Various signaling pathways are essential for both the innate immune response and the maintenance of cell homeostasis, requiring coordinated interactions among them. In this study, a mutation in the caspase-1 recognition site within MyD88 abolished inflammasome-dependent negative regulation, causing phenotypic changes in mice with some similarities to human NEMO-deficiencies. The MyD88 mutation reduced MyD88 protein levels and colon inflammation in DSS-induced colitis mice but did not affect cytokine expression in bone marrow-derived macrophages (BMDMs). However, compared to MyD88 counterparts, MyD88 BMDMs had increased oxidative stress and dysfunctional mitochondria, along with reduced prosurvival Bcl-xL and BTK expression, rendering cells more prone to apoptosis, exacerbated by ibrutinib treatment. NF-κB activation by lipopolysaccharide mitigated this sensitive phenotype. These findings underscore the importance of MyD88 signaling for NF-κB activation, protecting against macrophage premature apoptosis at resting state. Targeting MyD88 quantity rather than just its signaling could be a promising strategy for MyD88-driven lymphoma treatment.

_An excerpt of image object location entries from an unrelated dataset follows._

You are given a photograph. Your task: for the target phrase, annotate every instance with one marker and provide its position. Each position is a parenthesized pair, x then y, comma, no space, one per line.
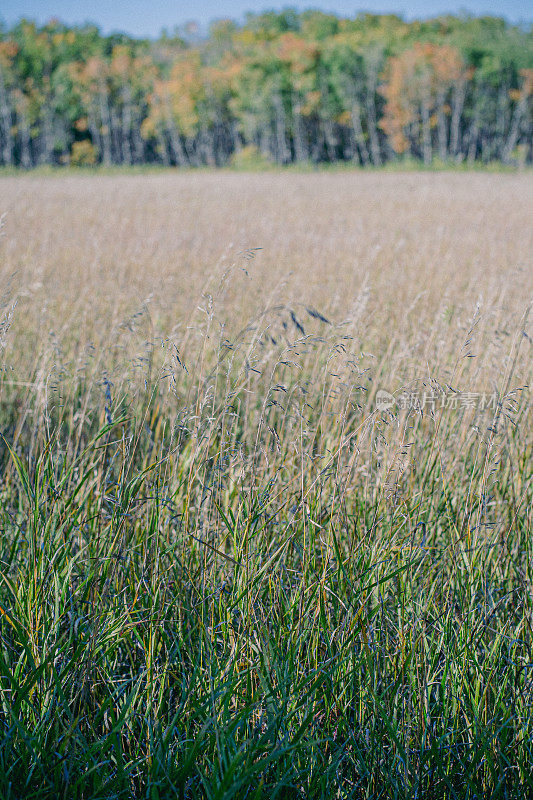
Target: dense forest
(283,87)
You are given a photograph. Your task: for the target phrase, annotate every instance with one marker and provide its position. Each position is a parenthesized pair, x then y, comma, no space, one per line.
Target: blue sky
(148,17)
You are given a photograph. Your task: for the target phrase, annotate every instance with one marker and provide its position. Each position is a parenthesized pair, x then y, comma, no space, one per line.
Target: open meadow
(266,485)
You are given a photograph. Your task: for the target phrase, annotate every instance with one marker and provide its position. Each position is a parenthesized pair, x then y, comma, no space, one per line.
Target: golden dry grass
(258,558)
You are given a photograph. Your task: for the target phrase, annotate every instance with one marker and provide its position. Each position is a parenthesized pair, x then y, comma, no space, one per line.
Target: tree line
(283,87)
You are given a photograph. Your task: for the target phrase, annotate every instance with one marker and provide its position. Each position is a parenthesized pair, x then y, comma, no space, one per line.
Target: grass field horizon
(266,485)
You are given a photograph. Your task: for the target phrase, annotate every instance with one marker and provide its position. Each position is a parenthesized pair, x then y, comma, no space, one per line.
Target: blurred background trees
(287,87)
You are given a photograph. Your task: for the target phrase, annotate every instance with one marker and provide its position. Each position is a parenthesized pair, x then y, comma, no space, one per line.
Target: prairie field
(266,485)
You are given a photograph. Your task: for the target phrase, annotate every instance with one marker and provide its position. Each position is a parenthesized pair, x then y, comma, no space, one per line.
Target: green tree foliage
(293,87)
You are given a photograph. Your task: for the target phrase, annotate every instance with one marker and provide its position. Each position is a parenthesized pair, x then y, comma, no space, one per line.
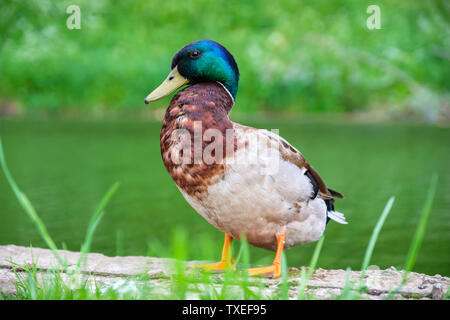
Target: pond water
(65,167)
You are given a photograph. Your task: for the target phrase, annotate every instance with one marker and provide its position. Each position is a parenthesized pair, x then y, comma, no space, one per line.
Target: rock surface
(120,272)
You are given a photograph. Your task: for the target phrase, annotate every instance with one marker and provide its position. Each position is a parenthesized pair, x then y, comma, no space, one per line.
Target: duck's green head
(199,61)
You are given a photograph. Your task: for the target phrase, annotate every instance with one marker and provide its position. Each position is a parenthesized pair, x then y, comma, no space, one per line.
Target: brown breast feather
(209,103)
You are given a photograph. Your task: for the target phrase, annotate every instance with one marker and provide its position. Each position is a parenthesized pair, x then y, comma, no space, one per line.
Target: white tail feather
(337,216)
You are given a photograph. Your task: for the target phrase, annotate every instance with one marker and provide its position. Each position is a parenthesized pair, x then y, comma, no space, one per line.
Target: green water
(65,167)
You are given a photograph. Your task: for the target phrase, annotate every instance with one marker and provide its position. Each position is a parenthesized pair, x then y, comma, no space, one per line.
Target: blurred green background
(368,108)
(292,55)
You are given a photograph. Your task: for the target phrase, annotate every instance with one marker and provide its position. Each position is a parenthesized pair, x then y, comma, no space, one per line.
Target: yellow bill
(173,81)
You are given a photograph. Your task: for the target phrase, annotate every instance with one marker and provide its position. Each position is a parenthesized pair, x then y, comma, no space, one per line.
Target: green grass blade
(29,209)
(374,237)
(420,231)
(312,266)
(95,220)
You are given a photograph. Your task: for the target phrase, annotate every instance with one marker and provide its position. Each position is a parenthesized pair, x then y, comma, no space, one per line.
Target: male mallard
(254,183)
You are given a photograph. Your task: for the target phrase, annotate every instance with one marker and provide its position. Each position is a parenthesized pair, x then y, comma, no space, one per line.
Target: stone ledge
(115,271)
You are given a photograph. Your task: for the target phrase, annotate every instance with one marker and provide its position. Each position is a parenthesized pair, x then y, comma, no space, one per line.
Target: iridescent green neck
(215,64)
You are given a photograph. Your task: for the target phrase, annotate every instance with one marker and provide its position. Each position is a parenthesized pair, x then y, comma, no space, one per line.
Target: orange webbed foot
(274,270)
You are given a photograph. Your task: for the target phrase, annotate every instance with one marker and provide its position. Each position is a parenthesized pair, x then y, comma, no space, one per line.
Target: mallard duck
(246,182)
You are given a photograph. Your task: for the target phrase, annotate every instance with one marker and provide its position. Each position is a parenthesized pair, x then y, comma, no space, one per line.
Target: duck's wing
(291,154)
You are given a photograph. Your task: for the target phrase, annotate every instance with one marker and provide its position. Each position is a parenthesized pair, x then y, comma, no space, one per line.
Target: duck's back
(257,183)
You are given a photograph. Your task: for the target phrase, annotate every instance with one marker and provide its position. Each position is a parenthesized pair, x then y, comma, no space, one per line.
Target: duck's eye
(195,54)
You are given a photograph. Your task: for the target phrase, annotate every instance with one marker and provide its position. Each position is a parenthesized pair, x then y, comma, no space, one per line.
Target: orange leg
(226,260)
(274,270)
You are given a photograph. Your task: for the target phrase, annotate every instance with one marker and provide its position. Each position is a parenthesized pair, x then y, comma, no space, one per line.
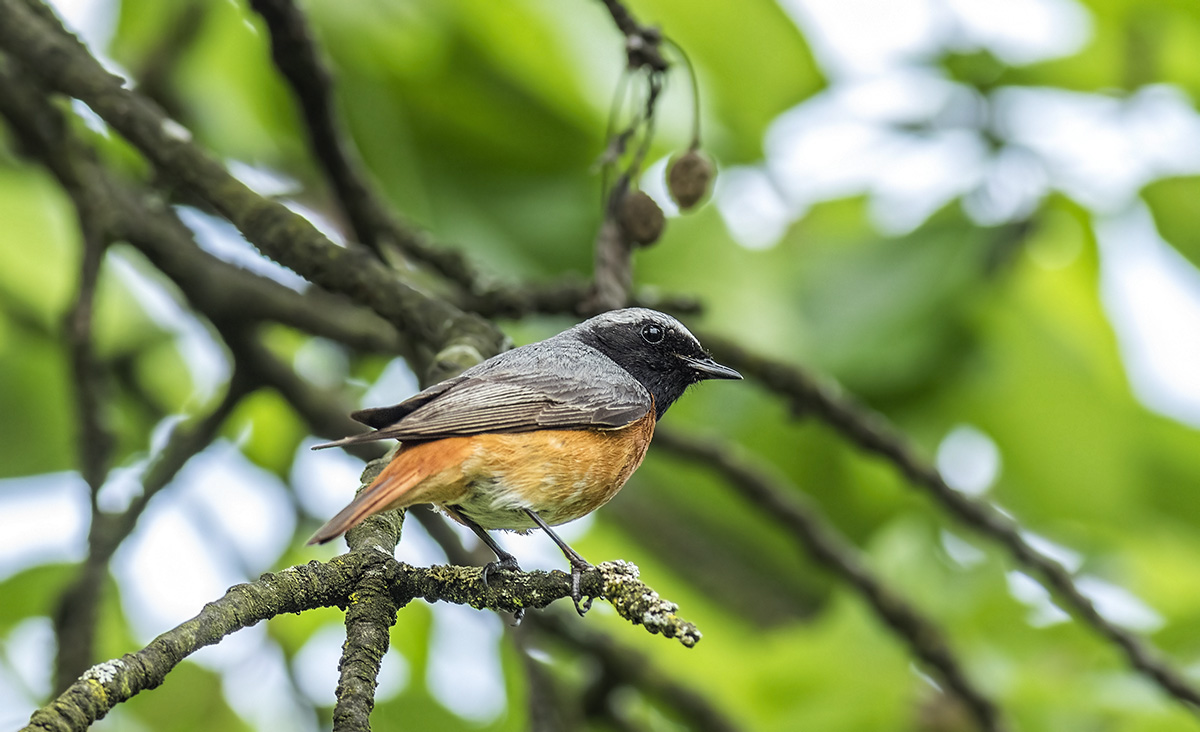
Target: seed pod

各种信号通路对于先天免疫反应和细胞内稳态的维持都是必不可少的,需要它们之间的协调相互作用。在这项研究中,MyD88 中半胱氨酸蛋白酶-1 识别位点的突变消除了炎症小体依赖性的负调控,导致具有一些与人 NEMO 缺陷相似表型的小鼠发生变化。MyD88 突变降低了 DSS 诱导的结肠炎小鼠中的 MyD88 蛋白水平和结肠炎症,但不影响骨髓来源的巨噬细胞(BMDM)中的细胞因子表达。然而,与 MyD88 相比,MyD88 的 BMDM 具有更高的氧化应激和功能失调的线粒体,同时减少了生存促进的 Bcl-xL 和 BTK 表达,使细胞更容易发生凋亡,ibrutinib 治疗加剧了这种情况。脂多糖激活 NF-κB 减轻了这种敏感表型。这些发现强调了 MyD88 信号对于 NF-κB 激活的重要性,在静息状态下保护巨噬细胞免于过早凋亡。靶向 MyD88 的数量而不仅仅是其信号可能是治疗 MyD88 驱动的淋巴瘤的一种有前途的策略。